Redundancy by replication

With replication, Virtuozzo Hybrid Infrastructure breaks the incoming data stream into 256 MB chunks. Each chunk is replicated and replicas are stored on different failure domains, so that each failure domain has only one replica of a given chunk.

The following diagram illustrates the 2 replicas redundancy mode with the host failure domain.

Replication in Virtuozzo Hybrid Infrastructure is similar to the RAID rebuild process, but has two key differences:

  • Replication in Virtuozzo Hybrid Infrastructure is much faster than that of a typical online RAID 1/5/10 rebuild. The reason is that Virtuozzo Hybrid Infrastructure replicates chunks in parallel, to multiple failure domains.
  • The more storage nodes are in a cluster, the faster the cluster will recover from a disk or node failure.

High replication performance minimizes the periods of reduced redundancy for the cluster. Replication performance is affected by:

  • The number of available storage nodes. As the replication runs in parallel, the more available replication sources and destinations there are, the faster it is.
  • Performance of storage node disks.
  • Network performance. All replicas are transferred between failure domains over network. For example, 1 Gbps throughput can be a bottleneck (refer to Network requirements and recommendations).
  • Distribution of data in the cluster. Some storage nodes may have much more data to replicate than others and may become overloaded during replication.
  • I/O activity in the cluster during replication.
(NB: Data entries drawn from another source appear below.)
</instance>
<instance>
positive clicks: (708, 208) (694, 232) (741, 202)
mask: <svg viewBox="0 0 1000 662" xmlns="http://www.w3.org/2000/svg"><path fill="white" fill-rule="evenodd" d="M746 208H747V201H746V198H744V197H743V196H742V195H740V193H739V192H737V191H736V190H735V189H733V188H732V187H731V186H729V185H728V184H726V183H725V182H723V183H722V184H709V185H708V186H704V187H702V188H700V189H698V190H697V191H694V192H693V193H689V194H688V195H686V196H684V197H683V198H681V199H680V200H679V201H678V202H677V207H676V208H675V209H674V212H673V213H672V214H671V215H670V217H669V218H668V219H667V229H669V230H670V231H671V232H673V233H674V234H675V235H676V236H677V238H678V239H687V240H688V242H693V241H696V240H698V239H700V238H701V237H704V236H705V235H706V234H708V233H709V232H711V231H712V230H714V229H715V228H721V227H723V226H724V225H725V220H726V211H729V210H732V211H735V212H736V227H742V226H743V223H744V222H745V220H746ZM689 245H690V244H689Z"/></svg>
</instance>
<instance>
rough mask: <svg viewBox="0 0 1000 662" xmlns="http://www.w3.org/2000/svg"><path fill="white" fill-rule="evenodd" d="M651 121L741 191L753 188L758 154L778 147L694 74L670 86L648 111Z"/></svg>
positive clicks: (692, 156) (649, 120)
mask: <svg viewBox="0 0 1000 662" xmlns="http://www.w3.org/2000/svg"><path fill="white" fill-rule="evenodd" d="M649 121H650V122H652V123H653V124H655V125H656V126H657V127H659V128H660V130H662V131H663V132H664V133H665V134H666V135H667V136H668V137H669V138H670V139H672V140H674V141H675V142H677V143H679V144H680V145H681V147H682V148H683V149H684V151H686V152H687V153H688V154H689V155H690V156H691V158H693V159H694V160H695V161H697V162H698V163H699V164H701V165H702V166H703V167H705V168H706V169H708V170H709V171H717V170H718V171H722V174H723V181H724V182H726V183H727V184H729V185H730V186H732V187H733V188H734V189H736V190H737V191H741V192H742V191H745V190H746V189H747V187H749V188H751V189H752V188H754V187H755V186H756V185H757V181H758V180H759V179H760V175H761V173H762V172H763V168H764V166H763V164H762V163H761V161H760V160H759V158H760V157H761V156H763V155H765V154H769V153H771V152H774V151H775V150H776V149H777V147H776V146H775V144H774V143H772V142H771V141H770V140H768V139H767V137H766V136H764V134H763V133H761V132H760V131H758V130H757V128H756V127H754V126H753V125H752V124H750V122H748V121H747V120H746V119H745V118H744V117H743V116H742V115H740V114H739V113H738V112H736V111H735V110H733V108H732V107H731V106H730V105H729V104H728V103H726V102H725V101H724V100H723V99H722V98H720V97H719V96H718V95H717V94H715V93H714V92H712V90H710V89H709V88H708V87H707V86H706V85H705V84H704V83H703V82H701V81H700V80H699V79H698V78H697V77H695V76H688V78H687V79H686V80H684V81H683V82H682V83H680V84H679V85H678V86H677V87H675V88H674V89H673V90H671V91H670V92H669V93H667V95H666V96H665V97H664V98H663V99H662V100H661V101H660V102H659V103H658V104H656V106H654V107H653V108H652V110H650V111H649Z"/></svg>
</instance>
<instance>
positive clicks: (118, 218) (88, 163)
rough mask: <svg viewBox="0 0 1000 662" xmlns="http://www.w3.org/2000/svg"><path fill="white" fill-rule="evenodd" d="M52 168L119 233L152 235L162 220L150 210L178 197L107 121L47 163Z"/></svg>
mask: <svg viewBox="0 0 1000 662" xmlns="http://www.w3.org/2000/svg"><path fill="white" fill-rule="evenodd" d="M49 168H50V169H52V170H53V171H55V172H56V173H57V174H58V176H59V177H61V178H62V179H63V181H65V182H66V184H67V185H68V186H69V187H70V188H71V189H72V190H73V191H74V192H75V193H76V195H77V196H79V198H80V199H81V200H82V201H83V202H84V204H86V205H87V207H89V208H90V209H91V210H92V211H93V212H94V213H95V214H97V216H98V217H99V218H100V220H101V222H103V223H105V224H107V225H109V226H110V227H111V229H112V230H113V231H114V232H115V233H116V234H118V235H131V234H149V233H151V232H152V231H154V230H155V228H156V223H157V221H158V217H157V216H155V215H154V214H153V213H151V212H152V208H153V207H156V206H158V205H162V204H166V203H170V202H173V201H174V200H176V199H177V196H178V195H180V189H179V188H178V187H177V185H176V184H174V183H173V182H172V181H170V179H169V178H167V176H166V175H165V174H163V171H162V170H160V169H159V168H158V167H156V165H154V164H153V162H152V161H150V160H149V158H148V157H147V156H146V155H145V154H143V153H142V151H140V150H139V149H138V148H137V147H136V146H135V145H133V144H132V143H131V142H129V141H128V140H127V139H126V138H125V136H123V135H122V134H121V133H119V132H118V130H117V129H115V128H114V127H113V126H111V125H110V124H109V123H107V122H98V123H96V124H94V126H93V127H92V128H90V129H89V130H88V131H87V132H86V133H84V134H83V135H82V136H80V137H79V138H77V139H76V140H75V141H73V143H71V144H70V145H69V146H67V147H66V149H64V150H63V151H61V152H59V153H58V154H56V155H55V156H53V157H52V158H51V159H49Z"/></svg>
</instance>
When you configure replication, you set the number of replicas that represents the normal number of replicas per data chunk. Replication has another parameter called the minimum number of replicas, by default it equals to the normal number of replicas minus one. The table below briefly describes these and some other cluster parameters.

Parameter Description
Replication parameters
Normal replicas

The number of replicas to create for a data chunk, from 1 to 3.

When a new data chunk is created, Virtuozzo Hybrid Infrastructure automatically replicates it until the normal number of replicas is reached.

The recommended value is 3 replicas.

Minimum replicas (optional)

The minimum number of replicas for a data chunk, from 1 to 3.

During the life cycle of a data chunk, the number of its replicas may vary. If a lot of chunk servers go down it may fall below the defined minimum. In this case, all write operations to the affected replicas are suspended until their number reaches the minimum value.

The recommended value is 2 replicas.

Location parameters
Failure domain A placement policy for replicas: disk, host (default), rack, row, or room (refer to Failure domains)
Tier Storage tiers, from 0 (default) to 3 (refer to Storage tiers)

For production, it is recommended to use the replication mode with 3 replicas.